Heat management takes on a unique role in outer space, especially for cryogenic systems that demand extremely low temperatures in order to detect thermal radiation. This was a challenge faced by the engineering team at SRON Netherlands Institute for Space Research when designing the SpicA Far-InfraRed Instrument (SAFARI), an infrared camera that measures the complete far-infrared spectrum for each image pixel. SAFARI will fly aboard the Japanese Space Infrared Telescope for Cosmology and Astrophyics (SPICA).
SPICA will look deeper into space than any space telescope has before. Because SAFARI has ultrasensitive detectors cooled to slightly above absolute zero, it can pick up weaker far-infrared radiation than previous space cameras. Precise on-ground and in-space calibration is crucial to the accuracy of the sensors and the success of the mission. To design and optimize these calibration systems, the team at SRON turned to a COMSOL Multiphysics simulation as their guide.

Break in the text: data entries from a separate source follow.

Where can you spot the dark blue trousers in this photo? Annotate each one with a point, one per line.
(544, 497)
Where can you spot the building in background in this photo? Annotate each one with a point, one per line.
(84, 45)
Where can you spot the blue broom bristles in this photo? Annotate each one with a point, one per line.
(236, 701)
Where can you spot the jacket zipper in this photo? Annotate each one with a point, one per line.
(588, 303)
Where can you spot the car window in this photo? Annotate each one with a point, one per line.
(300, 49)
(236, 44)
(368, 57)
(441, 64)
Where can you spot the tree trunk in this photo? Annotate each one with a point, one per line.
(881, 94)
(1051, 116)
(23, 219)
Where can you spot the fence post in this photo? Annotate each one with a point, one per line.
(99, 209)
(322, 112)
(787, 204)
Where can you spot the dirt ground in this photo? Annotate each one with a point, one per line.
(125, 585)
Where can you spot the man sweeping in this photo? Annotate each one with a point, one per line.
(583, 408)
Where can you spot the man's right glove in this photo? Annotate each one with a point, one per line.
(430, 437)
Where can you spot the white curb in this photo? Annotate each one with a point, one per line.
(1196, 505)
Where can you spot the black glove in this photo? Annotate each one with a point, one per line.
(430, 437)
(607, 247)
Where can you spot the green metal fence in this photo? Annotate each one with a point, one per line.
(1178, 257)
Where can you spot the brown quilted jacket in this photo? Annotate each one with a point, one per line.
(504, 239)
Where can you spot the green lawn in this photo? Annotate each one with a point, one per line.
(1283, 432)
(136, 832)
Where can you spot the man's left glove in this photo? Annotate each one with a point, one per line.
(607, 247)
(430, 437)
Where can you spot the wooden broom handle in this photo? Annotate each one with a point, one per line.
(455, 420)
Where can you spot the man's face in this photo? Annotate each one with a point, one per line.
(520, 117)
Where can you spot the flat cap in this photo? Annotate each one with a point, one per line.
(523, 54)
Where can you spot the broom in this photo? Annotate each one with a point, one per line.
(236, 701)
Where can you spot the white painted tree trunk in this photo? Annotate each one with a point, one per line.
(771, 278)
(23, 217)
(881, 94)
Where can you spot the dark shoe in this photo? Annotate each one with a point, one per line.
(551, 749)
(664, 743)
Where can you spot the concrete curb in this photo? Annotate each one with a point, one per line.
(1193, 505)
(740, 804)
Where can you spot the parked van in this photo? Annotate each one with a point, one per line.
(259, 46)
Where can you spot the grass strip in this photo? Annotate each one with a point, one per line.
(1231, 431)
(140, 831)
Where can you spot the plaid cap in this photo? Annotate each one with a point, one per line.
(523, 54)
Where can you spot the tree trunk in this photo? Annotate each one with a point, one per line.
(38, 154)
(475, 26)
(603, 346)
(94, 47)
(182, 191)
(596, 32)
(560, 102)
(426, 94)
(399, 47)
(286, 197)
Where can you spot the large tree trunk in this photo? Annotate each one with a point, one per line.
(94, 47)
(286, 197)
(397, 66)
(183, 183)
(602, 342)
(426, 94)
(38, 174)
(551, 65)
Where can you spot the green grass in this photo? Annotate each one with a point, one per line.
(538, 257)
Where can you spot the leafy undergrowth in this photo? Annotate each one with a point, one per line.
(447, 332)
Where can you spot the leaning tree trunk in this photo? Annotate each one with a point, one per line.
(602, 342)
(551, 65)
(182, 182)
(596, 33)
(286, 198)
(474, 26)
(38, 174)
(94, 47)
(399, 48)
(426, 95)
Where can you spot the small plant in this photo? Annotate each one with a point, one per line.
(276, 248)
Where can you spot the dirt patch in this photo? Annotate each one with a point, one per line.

Beating the heat in a telescope calibration system
The calibration source for SAFARI contains a blackbody cavity, or radiation source, that provides radiation with a spectrum depending only on the source temperature, making it a very reliable and accurate calibrator. “However, SAFARI’s detectors are so sensitive that the power produced by the source is approximately a million times too high and must be optically diluted using apertures and an integrating sphere,” said Chris de Jonge, a design engineer at SRON. “After passing through the integrating sphere, radiation with the correct power and spectral distribution is then reimaged onto SAFARI’s detector arrays for calibration.” Between the radiation source and integrating sphere is a mechanical shutter and iris mechanism. The shutter opens and closes the aperture to the radiation source, while the iris fine-tunes and modulates the output power.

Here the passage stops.